Most studies and case reports are carried out by highly trained clinicians working under strict protocols. These protocols respect certain parameters. Factors that have been highlighted to improve the success rate include absence of parafunctional habits, use of a roughened implant surface, use of a threaded implant and most importantly primary stability. Removing occlusal contacts and enforcing a soft diet have also been proposed.

The risk of immediate load in a single tooth situation should be obvious to the clinician. The risk of failure is a costly one which has both biological and financial repercussions. Many studies and case reports do not address the consequences of failure and how the patient is managed.

It is prudent to ask:

  1. 1

    Is immediate loading in the aesthetic zone really worth the risk?

  2. 2

    Does delaying delivery of the restoration disadvantage the patient?

Immediate loading in the aesthetic zone is becoming ever more accepted. The clinician has a chance of success with adequate treatment planning, incorporating as much clinical data as possible and understanding the limitations imposed.

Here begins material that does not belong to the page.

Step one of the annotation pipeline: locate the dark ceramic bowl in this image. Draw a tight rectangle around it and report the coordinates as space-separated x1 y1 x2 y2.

Patient selection and risk/benefit analysis for each patient will lead to more predictable and desirable outcomes.

Summary

An axiom of traditional prosthodontics is to provide a fixed prosthesis whenever possible. When patients are going through lengthy and costly implant therapy their expectations for both function and aesthetics are high. This expectation stands for both the provisional and definitive restoration. Patients prefer to avoid wearing removable restorations in the transitional phase. The advantages of this have been previously outlined. There are many options to transition a patient from tooth supported to implant supported restorations using a fixed transitional prosthesis. The increased costs are offset by the practical and psychological convenience of a fixed prosthesis. Patients realise the benefits of implant therapy immediately and are more likely to be accepting of treatment plans involving extensive implant restorations.